Valentine’s day reminds me that I need to take care of my roses!

1. Roses generally do better with good air circulation. Therefore, make sure they are not crowded by mixed plantings from near by or by excess dead wood or canes within the bush or vine itself.

2. While pruning your rosebushes, trim or snip back shoots or branches closing in on the bushes. Roses need space to be healthy.

3. Cut hybrid teas, grandifloras, and floribundas back by one third to one half. This produces fewer but larger flowers on long stems for cutting and adding to your spring floral arrangements.

4. Old garden roses, shrub roses, miniatures and repeat blooming climbers can be cut to the personal taste of the gardener. Prune only to control their size and produce a pleasing, balanced shape.

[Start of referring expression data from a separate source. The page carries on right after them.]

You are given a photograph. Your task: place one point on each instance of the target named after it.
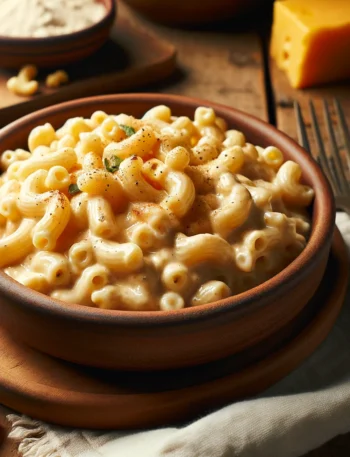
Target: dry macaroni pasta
(156, 213)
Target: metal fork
(332, 164)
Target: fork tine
(338, 167)
(343, 127)
(322, 153)
(302, 135)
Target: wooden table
(229, 64)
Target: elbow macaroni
(157, 213)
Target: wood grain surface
(227, 67)
(132, 57)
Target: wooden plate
(133, 57)
(55, 391)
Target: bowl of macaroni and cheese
(153, 231)
(55, 33)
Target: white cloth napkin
(300, 413)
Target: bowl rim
(27, 42)
(242, 303)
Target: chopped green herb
(73, 189)
(113, 164)
(127, 129)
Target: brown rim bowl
(57, 50)
(191, 336)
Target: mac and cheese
(156, 213)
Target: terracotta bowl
(58, 50)
(191, 336)
(175, 12)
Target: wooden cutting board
(60, 392)
(132, 58)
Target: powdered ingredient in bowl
(44, 18)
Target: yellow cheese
(311, 40)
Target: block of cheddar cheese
(311, 40)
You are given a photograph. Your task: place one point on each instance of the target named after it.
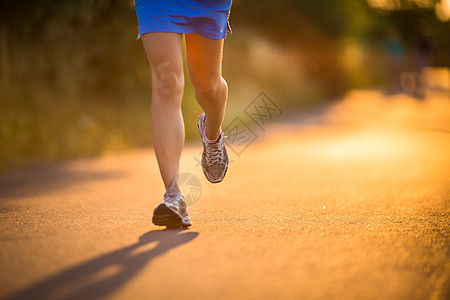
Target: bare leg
(165, 54)
(204, 60)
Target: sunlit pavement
(353, 203)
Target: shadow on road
(103, 275)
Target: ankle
(212, 141)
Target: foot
(172, 212)
(215, 156)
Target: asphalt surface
(350, 203)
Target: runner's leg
(204, 61)
(165, 55)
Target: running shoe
(214, 156)
(172, 212)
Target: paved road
(355, 206)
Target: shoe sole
(164, 216)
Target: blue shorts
(208, 18)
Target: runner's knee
(168, 83)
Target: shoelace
(171, 197)
(214, 153)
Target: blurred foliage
(75, 82)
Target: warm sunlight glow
(443, 10)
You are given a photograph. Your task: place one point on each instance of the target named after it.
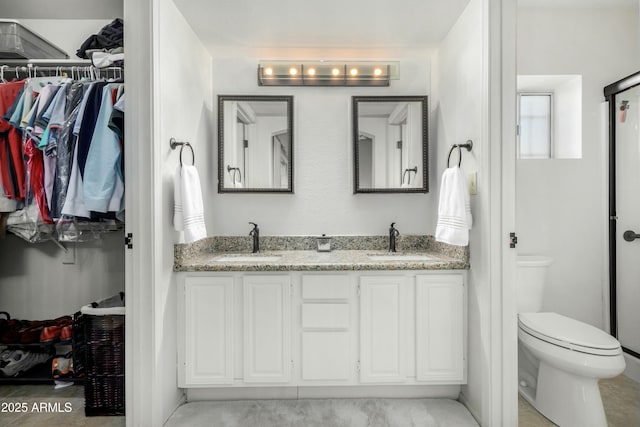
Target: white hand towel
(192, 206)
(454, 209)
(178, 219)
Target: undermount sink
(400, 257)
(247, 258)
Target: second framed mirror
(390, 144)
(255, 144)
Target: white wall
(184, 111)
(323, 201)
(36, 284)
(458, 111)
(559, 202)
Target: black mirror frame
(425, 143)
(249, 98)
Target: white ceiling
(321, 24)
(576, 3)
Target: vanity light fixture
(327, 73)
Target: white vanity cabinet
(321, 328)
(327, 330)
(267, 328)
(383, 328)
(206, 330)
(440, 332)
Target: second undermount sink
(400, 257)
(247, 258)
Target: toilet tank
(531, 278)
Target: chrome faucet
(255, 233)
(393, 233)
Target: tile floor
(620, 397)
(324, 413)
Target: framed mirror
(390, 144)
(255, 144)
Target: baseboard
(633, 368)
(462, 398)
(324, 392)
(181, 401)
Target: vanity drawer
(325, 287)
(325, 316)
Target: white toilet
(560, 359)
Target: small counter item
(324, 243)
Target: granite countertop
(296, 254)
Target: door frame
(610, 93)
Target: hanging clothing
(61, 151)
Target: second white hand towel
(192, 206)
(454, 208)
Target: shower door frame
(610, 93)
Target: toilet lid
(569, 333)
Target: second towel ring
(174, 144)
(468, 145)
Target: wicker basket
(104, 361)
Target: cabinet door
(267, 329)
(439, 328)
(383, 317)
(208, 331)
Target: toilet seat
(569, 333)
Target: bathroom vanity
(303, 318)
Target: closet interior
(62, 190)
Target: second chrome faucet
(393, 233)
(255, 233)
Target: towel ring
(193, 155)
(174, 144)
(468, 145)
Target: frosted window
(535, 126)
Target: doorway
(624, 211)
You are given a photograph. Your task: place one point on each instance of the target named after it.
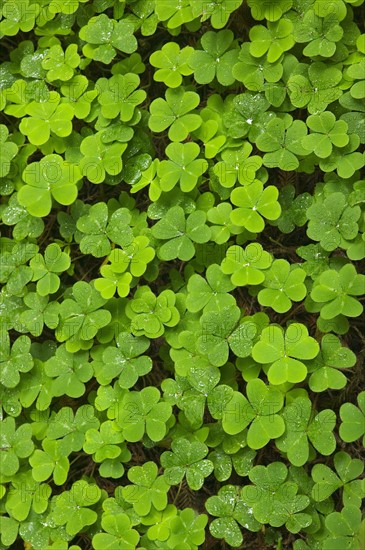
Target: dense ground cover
(182, 230)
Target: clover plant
(182, 226)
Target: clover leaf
(150, 314)
(326, 131)
(282, 143)
(216, 59)
(180, 233)
(46, 268)
(100, 158)
(188, 529)
(334, 292)
(245, 265)
(104, 443)
(103, 36)
(231, 511)
(255, 203)
(320, 33)
(327, 481)
(253, 72)
(52, 177)
(143, 412)
(72, 508)
(301, 425)
(325, 368)
(175, 113)
(148, 489)
(26, 494)
(69, 372)
(333, 221)
(210, 294)
(118, 533)
(183, 166)
(81, 316)
(352, 426)
(259, 411)
(187, 458)
(124, 361)
(237, 164)
(8, 151)
(119, 96)
(171, 63)
(316, 90)
(41, 312)
(60, 64)
(44, 119)
(16, 443)
(52, 460)
(99, 230)
(274, 500)
(281, 350)
(283, 284)
(14, 359)
(293, 209)
(71, 427)
(272, 40)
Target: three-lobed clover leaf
(274, 500)
(183, 166)
(326, 131)
(51, 178)
(317, 89)
(47, 267)
(72, 508)
(51, 461)
(245, 265)
(282, 351)
(81, 316)
(150, 314)
(100, 158)
(273, 40)
(46, 118)
(143, 412)
(148, 489)
(301, 425)
(210, 294)
(99, 230)
(180, 233)
(347, 472)
(237, 164)
(60, 64)
(231, 512)
(119, 96)
(174, 113)
(118, 533)
(187, 458)
(283, 284)
(259, 410)
(333, 221)
(353, 420)
(15, 443)
(326, 368)
(215, 59)
(125, 361)
(282, 143)
(171, 63)
(8, 151)
(103, 36)
(334, 292)
(69, 372)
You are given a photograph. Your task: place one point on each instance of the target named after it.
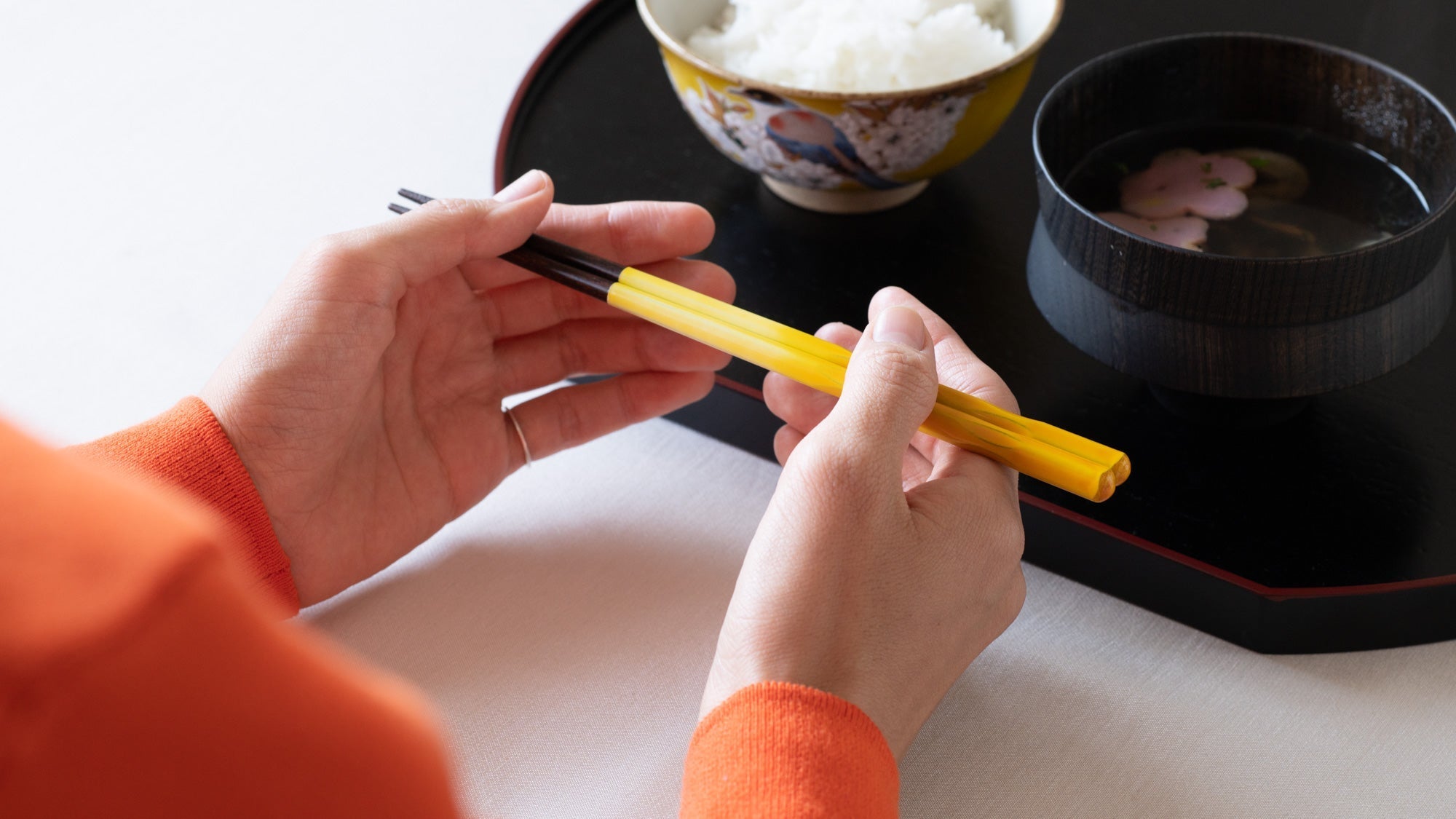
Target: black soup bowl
(1200, 325)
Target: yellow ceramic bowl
(901, 138)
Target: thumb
(889, 391)
(445, 234)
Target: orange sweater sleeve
(187, 448)
(777, 749)
(141, 675)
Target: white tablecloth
(165, 165)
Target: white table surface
(165, 162)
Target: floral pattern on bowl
(869, 145)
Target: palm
(369, 423)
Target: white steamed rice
(855, 46)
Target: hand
(887, 560)
(366, 400)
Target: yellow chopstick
(772, 346)
(949, 398)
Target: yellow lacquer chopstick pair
(1033, 448)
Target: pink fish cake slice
(1186, 183)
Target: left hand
(366, 400)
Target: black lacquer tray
(1334, 531)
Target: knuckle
(620, 228)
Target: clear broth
(1355, 196)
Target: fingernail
(531, 184)
(901, 325)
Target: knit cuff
(189, 449)
(783, 749)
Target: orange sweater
(146, 668)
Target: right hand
(887, 560)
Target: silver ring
(521, 433)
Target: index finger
(957, 368)
(630, 234)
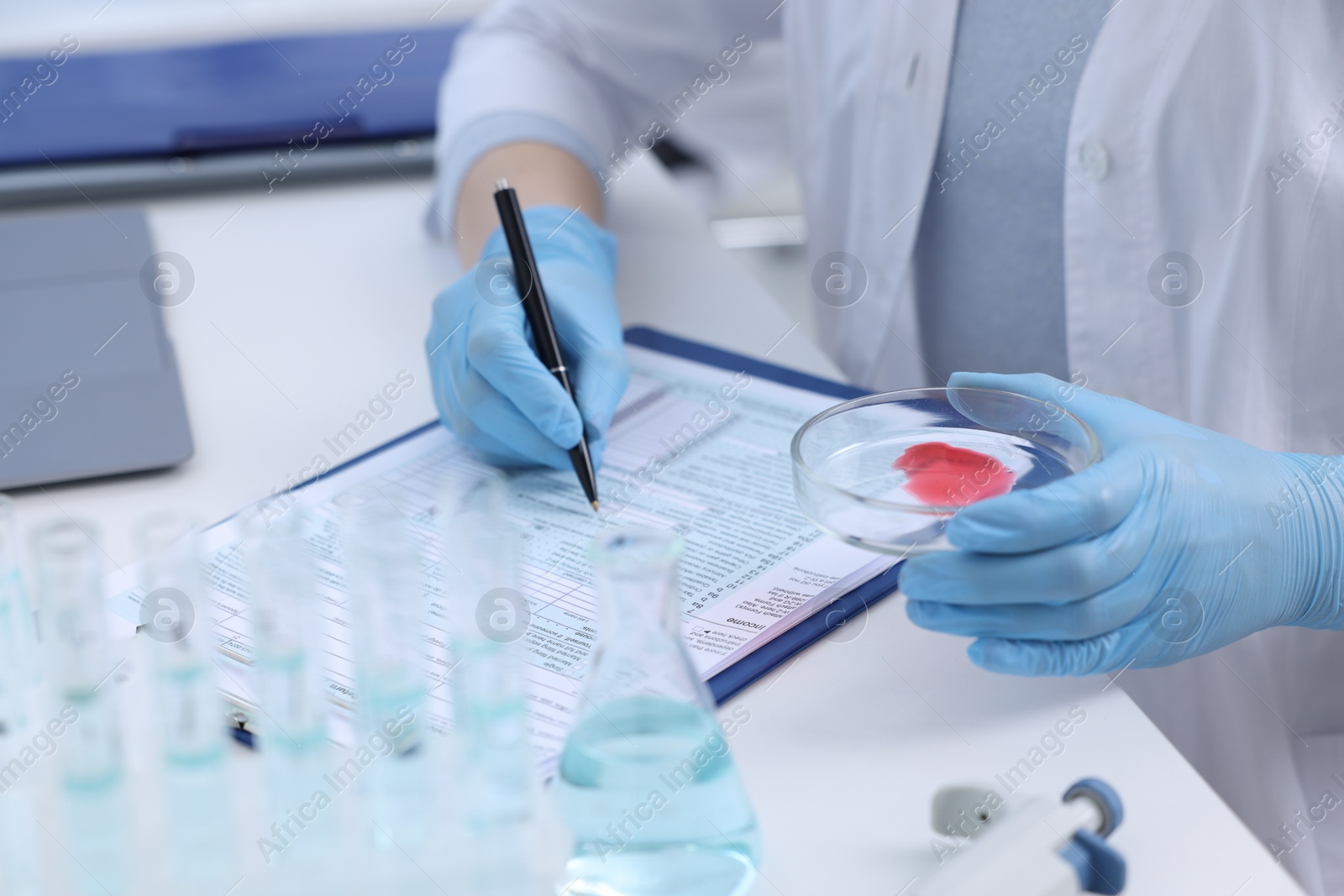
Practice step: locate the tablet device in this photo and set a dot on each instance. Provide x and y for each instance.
(87, 378)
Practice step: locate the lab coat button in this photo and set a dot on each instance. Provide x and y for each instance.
(1093, 160)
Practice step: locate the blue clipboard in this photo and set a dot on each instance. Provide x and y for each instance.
(826, 620)
(803, 634)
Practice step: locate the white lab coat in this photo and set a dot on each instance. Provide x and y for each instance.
(1203, 127)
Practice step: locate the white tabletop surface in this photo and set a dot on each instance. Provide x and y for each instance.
(309, 300)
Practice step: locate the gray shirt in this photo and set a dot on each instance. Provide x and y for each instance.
(990, 258)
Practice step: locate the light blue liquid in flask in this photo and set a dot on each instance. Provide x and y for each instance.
(647, 783)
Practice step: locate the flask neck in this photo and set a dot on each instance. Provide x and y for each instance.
(640, 649)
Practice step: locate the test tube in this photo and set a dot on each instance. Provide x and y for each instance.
(18, 636)
(94, 815)
(300, 853)
(385, 582)
(201, 856)
(20, 872)
(490, 620)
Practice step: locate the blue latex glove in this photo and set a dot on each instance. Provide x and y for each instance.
(1180, 540)
(491, 389)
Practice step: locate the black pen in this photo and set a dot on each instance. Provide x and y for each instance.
(528, 282)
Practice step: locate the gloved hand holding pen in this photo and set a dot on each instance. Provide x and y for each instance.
(1179, 542)
(491, 389)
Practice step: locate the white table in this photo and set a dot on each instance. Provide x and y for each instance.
(309, 300)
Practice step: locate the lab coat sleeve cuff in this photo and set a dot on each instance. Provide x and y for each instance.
(492, 130)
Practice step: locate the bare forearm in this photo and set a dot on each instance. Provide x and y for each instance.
(541, 174)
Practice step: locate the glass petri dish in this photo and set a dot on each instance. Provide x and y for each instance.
(886, 472)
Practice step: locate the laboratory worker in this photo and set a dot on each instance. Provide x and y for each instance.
(1133, 211)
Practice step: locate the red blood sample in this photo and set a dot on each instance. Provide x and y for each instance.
(941, 474)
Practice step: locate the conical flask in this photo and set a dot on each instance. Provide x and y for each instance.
(645, 782)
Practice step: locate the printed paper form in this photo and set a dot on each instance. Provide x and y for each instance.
(692, 448)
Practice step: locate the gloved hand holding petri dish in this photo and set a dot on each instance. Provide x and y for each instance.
(887, 472)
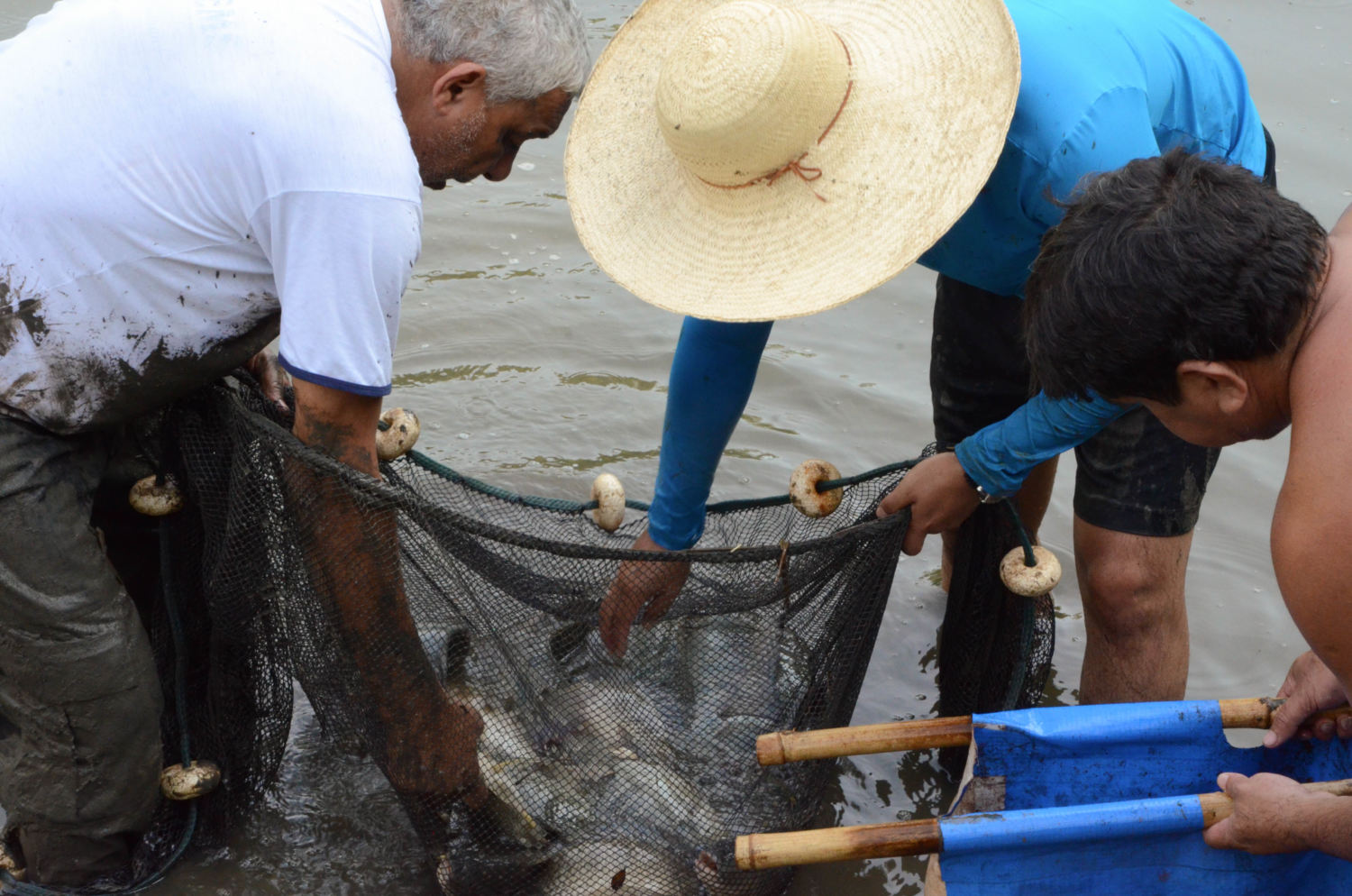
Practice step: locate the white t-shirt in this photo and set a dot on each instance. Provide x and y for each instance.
(175, 173)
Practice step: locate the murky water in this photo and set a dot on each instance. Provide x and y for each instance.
(532, 370)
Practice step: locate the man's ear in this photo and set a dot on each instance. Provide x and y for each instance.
(457, 84)
(1217, 383)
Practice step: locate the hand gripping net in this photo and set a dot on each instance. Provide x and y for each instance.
(449, 631)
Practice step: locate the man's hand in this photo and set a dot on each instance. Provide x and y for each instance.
(1311, 687)
(1270, 814)
(638, 584)
(938, 495)
(270, 376)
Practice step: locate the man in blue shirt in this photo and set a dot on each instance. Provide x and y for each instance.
(1103, 81)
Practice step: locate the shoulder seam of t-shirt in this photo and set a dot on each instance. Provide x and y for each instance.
(334, 192)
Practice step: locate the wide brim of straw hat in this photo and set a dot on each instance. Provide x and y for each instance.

5. Do not fertilize till the end of the month. If you’ve used your rich, home-grown compost and covered the roots well with several inches of shredded leaves, you don’t need to fertilize with anything else extra.

6. If your roses have blackspot, collect and dispose of the leaves in your green dumpster, NOT in the compost pile! Don’t allow the yellowed fallen leaves to remain on the ground. Continue this sanitary practice throughout the growing season.

Sit back and watch the grand display of blooms just around the corner!

Have your roses recovered from the blight that has spread through Texas these last few years?

But I linger to prayerfully say . . . bring roses and lilies and summer and shine while the fire is talking of snow.